As the famous "BRS"case—for Bridges, Robertson and Schmidt—became a national cause celebre, it attracted scores of volunteers from inside and outside the ILWU. Many worked for months raising funds and informing the public about what amounted to a witch hunt. Finally, in 1953, the Supreme Court decreed, as Leonard had argued, that Bridges had been indicted illegally because the statute of limitations on the charges against him had expired. Bridges, Robertson and Schmidt were free. While the victory owed much to the movement and the publicity for the truth it generated, it also came, of course, largely through the superior legal work of Norman Leonard.

Two years later Bridges came under another legal attack, this one a civil suit heard before Judge Irving Goodman in the U.S. District Court for Northern California. The federal prosecutor in the case asked for the ILWU president’s denaturalization so he could be deported. Leonard crafted the defense strategy again, and again he was successful.
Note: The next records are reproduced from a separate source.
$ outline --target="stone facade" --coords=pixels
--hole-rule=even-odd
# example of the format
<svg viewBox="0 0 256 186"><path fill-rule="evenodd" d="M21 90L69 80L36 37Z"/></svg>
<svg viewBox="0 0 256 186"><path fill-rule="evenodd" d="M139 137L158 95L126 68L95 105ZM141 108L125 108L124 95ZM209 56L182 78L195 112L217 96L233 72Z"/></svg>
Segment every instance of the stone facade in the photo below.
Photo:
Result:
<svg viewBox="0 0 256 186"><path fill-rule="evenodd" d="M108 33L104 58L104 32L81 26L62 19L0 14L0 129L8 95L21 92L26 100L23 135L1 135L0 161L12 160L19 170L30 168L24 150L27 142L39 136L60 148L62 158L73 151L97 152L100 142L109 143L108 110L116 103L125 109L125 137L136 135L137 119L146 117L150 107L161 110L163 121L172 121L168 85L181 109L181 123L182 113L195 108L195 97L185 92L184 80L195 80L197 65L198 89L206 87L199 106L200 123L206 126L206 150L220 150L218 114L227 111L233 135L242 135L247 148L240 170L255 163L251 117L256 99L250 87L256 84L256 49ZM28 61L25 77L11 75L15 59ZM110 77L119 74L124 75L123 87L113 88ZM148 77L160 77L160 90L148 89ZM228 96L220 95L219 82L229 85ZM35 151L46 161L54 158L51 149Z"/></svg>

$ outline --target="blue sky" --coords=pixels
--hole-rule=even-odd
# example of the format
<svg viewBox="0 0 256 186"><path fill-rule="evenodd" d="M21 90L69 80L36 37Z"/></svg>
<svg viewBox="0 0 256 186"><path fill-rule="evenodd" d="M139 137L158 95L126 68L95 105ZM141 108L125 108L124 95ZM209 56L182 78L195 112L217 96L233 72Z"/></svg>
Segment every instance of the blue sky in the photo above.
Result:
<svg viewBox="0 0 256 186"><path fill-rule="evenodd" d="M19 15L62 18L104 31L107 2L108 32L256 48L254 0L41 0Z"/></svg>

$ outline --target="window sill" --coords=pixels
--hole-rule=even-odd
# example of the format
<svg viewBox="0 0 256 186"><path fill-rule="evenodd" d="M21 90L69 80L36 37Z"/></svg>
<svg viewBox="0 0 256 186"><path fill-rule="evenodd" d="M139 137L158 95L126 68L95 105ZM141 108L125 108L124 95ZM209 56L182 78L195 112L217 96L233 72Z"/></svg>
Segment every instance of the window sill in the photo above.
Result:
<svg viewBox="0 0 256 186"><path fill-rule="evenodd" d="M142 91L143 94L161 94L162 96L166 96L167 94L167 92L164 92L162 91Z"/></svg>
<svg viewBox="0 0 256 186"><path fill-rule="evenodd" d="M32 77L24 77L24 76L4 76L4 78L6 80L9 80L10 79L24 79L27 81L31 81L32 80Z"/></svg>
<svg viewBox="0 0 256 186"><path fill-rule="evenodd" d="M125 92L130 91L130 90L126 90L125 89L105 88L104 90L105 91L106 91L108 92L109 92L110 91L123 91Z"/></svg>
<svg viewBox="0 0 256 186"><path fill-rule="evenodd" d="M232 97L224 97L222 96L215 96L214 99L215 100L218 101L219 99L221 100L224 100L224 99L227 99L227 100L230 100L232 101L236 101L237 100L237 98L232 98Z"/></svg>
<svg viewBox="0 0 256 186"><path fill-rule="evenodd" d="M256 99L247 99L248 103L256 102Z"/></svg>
The defense in the Goodman hearing demonstrated that the government’s evidence amounted to hearsay, innuendo and sometimes plain fabrication. In his oral history Leonard told Estolv Ward, "As a consequence, Judge Goodman ordered the proceedings dismissed and at that point the government gave up. They didn’t file an appeal and the case finally ended after more than 20 years of hounding Bridges."

Subsequent to the Bridges legal battles Leonard represented and advised the ILWU many times, but perhaps never more importantly than in the 1960s, when the landmark Mechanization and Modernization Agreements (M & M) allowed for the initially peaceful coming of containerization to the West Coast waterfront. Bill Ward, an ILWU Coast Committeeman between 1963 and 1983, remembers how Leonard "put together some great briefs that spelled out the language we needed when the M & M agreements were coming in." In later years Leonard also provided legal counsel as the union wrestled with the many problems raised by the container revolution.

Throughout his career Leonard also accepted numerous civil rights and related cases. Often he did pro bono work. During the McCarthy period of the 1950s he defended many people besides Bridges who were accused of Communism. Some were subjected to trials, while others sought counsel when they were barred from waterfront jobs by the Coast Guard’s infamous anti-activist "screening" program or were forced to testify before the inquisitional House Un-American Activities Committee.

In the 1960s Leonard helped conscientious objectors to the Vietnam War who faced legal difficulties, and represented people arrested for picketing against whites-only hiring at San Francisco’s Sheraton Palace Hotel. When student protesters were arrested at the University of California, Berkeley in the 1960s and 1970s, Leonard was there for them too.

"Norman sure was a class act as an attorney," Ward said. "He always did the best he could for everyone, including our membership. He really deserves our respect."

Leonard is survived by his wife Marjorie, his son Eric, a professor at Colorado College, another son, Stephen, an environmental lawyer in Boston, his brother, Dr. Alvin Leonard of Berkeley, four grandchildren and countless grateful ILWU members and their families.